Site information
- Type: Military airfield
- Controlled by: United States Army Air Forces

Location
- Coordinates: 43°14′37.19″N 011°13′37.72″E﻿ / ﻿43.2436639°N 11.2271444°E (Approximate)

Site history
- Built: 1944
- In use: 1944

= Rosia Airfield =

Airfield in Italy

Rosia Airfield is an abandoned World War II military airfield in Italy, which is located approximately 13 km southwest of Siena; 180 km northwest of Rome.

It was an all-weather temporary field built by the XII Engineer Command using a graded earth compacted surface, with a prefabricated hessian (burlap) surfacing known as PHS. PHS was made of an asphalt-impregnated jute which was rolled out over the compacted surface over a square mesh track (SMT) grid of wire joined in 3-inch squares.
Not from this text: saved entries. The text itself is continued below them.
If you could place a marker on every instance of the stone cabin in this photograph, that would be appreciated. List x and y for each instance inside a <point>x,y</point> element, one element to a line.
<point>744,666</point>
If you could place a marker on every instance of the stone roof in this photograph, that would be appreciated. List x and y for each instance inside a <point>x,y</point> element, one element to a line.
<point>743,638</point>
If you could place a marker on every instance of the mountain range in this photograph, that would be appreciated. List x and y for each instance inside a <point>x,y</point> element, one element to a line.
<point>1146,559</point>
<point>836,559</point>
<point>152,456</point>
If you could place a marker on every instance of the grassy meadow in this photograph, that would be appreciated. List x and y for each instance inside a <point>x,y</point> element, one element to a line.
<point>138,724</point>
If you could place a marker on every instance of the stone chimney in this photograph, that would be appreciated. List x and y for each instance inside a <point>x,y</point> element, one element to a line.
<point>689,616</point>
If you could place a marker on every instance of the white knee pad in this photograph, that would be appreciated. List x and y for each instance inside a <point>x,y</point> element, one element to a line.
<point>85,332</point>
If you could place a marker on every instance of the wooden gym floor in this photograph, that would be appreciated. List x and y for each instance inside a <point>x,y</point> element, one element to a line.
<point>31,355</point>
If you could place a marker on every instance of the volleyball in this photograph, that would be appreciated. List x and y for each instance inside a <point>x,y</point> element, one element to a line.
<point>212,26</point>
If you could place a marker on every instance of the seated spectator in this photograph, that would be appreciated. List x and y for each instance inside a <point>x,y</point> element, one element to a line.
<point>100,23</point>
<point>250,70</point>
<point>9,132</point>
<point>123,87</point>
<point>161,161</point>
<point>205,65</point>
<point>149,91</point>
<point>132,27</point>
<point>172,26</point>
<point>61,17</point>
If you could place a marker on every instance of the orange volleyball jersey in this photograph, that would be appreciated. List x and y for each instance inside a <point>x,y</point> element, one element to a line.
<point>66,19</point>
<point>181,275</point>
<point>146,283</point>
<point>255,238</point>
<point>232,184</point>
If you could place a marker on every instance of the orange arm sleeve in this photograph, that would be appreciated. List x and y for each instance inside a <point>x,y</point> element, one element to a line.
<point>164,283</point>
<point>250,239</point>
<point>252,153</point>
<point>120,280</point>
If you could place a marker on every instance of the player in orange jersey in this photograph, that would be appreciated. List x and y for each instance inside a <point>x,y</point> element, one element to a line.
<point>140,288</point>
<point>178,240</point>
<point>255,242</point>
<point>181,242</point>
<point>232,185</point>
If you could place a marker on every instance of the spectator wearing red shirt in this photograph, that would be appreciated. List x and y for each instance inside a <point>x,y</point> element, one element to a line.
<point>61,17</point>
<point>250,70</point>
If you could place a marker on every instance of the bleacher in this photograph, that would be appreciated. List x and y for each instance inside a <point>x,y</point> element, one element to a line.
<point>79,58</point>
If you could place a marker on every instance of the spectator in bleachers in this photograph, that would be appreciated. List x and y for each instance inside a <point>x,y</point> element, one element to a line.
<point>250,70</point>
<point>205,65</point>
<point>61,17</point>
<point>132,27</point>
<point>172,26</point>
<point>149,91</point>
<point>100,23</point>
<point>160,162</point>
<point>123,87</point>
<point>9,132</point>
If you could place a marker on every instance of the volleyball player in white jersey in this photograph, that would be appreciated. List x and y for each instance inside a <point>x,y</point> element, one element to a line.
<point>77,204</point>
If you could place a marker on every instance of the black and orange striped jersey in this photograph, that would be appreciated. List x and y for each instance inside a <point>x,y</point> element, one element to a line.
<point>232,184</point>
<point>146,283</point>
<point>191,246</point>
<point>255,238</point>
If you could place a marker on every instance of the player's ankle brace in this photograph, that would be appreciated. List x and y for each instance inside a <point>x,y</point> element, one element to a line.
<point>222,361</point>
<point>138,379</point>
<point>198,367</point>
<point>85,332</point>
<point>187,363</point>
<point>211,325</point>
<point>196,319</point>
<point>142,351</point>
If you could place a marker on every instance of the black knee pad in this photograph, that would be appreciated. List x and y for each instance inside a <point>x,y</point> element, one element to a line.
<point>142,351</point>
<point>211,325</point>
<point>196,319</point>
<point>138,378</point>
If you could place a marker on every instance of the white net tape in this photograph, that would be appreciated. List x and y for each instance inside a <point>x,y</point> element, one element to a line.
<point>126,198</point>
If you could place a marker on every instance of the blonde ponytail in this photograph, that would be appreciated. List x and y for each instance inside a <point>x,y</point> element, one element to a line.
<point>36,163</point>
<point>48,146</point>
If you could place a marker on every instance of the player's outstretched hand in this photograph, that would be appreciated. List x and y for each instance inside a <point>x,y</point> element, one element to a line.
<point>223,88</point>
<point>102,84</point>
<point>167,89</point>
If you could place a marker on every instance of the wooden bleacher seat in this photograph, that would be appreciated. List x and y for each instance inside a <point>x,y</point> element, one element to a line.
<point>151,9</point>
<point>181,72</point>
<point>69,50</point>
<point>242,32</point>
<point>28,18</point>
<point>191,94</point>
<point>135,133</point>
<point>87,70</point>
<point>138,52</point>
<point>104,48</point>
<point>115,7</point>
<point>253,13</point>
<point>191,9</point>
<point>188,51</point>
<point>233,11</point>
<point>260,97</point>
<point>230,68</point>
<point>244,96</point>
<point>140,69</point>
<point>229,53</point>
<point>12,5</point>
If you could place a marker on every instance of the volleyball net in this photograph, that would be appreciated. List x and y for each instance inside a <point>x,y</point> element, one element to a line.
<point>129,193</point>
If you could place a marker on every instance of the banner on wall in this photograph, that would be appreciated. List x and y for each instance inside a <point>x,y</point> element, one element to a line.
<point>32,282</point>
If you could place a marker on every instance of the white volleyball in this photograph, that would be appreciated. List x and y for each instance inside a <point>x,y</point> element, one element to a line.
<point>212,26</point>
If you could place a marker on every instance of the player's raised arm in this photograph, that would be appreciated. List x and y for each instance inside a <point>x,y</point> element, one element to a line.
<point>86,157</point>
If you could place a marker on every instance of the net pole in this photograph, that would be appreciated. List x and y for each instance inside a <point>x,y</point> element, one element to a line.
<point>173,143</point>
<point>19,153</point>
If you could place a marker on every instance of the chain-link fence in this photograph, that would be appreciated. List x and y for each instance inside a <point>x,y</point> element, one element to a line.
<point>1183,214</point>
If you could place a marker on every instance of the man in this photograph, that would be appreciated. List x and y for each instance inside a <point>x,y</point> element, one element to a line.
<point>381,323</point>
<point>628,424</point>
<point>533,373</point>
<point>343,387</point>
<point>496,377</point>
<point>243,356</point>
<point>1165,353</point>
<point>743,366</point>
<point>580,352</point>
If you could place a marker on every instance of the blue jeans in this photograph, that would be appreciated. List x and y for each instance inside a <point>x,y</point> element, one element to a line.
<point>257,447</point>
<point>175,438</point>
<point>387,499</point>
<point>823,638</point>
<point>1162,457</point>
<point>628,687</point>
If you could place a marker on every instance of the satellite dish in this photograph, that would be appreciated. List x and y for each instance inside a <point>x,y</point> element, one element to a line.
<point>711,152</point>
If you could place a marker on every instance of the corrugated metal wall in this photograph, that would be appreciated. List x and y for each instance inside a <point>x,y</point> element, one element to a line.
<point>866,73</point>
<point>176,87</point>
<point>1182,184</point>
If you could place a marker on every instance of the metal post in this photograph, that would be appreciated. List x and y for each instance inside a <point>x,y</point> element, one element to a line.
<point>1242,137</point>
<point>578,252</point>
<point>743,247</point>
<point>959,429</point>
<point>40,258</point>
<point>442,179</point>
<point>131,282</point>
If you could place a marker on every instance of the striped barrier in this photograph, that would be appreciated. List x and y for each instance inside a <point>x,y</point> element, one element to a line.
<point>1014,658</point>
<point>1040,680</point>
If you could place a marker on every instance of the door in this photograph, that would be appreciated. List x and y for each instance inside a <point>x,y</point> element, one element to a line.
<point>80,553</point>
Pierced Steel Planking was also used for parking areas, as well as for dispersal sites, when it was available. In addition, tents were used for billeting and also for support facilities; an access road was built to the existing road infrastructure; a dump for supplies, ammunition, and gasoline drums, along with a drinkable water and minimal electrical grid for communications and station lighting.

Once completed it was turned over for use by the United States Army Air Force Twelfth Air Force 3d Reconnaissance Group, which flew F-4 and F-5 Lightnings from the airfield between September 1944 and January 1945.

Today, the airfield runway and dispersal pads are faintly visible on aerial photography of the Nettuno area.